Miramax Books, July 2002. First Edition. Hardcover. Used - Very Good / Very Good. Item #235014
Koba the Dread is the successor to Martin Amis's celebrated memoir, Experience. It is largely political while remaining personal. It addresses itself to the central lacuna of twentieth-century thought: the indulgence of communism by intellectuals of the West. In between the personal beginning and the personal ending, Amis gives us perhaps the best "short course" ever in Stalin: Koba the Dread, losif the Terrible. The author's father, Kingsley Amis, though later reactionary in tendency, was "a Comintern dogsbody" (as he would later come to put it) from 1941 to 1956. His second-closest, and then closest friend (after the death of the poet Philip Larkin) was Robert Conquest, our leading Sovietologist, whose book of 1968, The Great Terror, was second only to Solzhenitsyn's The Gulag Archipelago in undermining the USSR. Amis's remarkable memoir explores these connections.

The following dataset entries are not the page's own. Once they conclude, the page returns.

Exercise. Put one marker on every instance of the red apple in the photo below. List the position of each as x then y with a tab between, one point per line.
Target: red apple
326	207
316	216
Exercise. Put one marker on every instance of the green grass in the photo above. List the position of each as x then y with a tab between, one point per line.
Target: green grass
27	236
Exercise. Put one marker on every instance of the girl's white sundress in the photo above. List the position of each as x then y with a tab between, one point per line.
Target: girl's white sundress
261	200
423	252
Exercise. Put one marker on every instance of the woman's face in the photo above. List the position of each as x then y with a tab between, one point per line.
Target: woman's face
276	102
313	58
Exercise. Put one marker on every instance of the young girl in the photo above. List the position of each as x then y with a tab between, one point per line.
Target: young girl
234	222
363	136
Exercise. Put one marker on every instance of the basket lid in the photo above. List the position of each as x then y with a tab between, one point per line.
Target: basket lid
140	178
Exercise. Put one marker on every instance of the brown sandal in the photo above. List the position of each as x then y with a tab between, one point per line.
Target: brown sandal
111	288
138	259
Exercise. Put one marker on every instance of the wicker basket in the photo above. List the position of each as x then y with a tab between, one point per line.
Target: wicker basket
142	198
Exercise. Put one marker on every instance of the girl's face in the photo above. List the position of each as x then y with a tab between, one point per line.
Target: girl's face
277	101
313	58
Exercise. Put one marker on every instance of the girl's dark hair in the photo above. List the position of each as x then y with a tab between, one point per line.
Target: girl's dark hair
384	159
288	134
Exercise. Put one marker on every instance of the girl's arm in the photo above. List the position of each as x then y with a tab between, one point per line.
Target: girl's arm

Stalin said that the death of one person was tragic, the death of a million a mere "statistic." Koba the Dread, during whose course the author absorbs a particular, a familial death, is a rebuttal of Stalin's aphorism.
First/first in very good dustjacket. Quarter bound: black cloth spine with gold lettering & dark grey paper covered boards. Red end pages. Tight binding. Clean, sound, no markings.